Netanyahou prêt à intervenir en faveur de Pollard

Le Lobby parlementaire en faveur de Jonathan Pollard a tenu une séance à la Knesset lundi après midi en présence notamment d’Esther Pollard et de Lawrence Korb, ancien adjoint du secrétaire d’Etat américain à la Défense Caspar Weinberger, très actif pour la libération de l’agent israélien. Au cours de cette réunion, Esther Pollard a lu devant l’assistance la lettre que son mari a adressée au Premier ministre pour que celui-ci intercède en sa faveur lors de ses conversations avec le Président des Etats-Unis. Dans ce message, Pollard prie instamment Netanyahou de présenter sans tarder une requête officielle à Obama et lui demande aussi d’annoncer publiquement qu’il a entrepris cette démarche tout en poursuivant parallèlement les actions devant permettre sa libération. Il termine en déclarant : « Je suis prêt à assumer tous les risques que peut entraîner cette intervention. Merci beaucoup pour toute l’attention que vous m’accordez et pour ce que vous faites pour ma libération ». Esther Pollard a ensuite remis au Premier ministre cette lettre que son époux lui avait dictée au téléphone, depuis sa prison de Caroline du Nord. Elle a alors raconté que « quand il avait appris la tenue de la réunion du Lobby, il avait éclaté en sanglots et avait raccroché après avoir déclaré qu’il n’avait plus la force d’entendre de telles nouvelles ». Un peu plus tard, Netanyahou, qui n’a pas pu assister à la séance de la Knesset, a reçu Esther Pollard et Lawrence Korb dans ses bureaux pour un entretien privé, en présence du juge à la retraite Zvi Tal et de la députée Ronit Tirosh. Au cours de cette rencontre, le Premier ministre, reconnaissant que Pollard avait travaillé pour le bien d’Israël, a affirmé avoir déployé de grands efforts pour obtenir sa libération.
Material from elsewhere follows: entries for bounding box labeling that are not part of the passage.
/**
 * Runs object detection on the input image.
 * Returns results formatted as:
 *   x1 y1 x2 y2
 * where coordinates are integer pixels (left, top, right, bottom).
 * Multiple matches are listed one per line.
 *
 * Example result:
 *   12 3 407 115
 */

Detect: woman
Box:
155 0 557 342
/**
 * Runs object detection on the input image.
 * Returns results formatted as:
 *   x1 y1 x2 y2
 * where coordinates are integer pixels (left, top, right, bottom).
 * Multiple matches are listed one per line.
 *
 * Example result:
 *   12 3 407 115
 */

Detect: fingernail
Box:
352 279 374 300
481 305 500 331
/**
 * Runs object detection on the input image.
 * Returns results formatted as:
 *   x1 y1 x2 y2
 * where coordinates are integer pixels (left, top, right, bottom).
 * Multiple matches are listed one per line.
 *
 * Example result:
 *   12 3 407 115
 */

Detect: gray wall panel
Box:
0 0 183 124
Il a ajouté qu’il se donnait encore 24 heures pour décider si une requête publique auprès d’Obama avait des chances d’aboutir. Quant à Lawrence Korb, il a conseillé à Netanyahou de présenter aux Américains des excuses publiques, au nom du gouvernement et de la population d’Israël, pour cet « acte d’espionnage » avant de demander au président Obama de réduire la peine de Pollard. Il a précisé une nouvelle fois que la punition infligée à Pollard avait été bien trop lourde si on la comparait à d’autres, prononcées contre des prévenus arrêtés pour le même type de délit.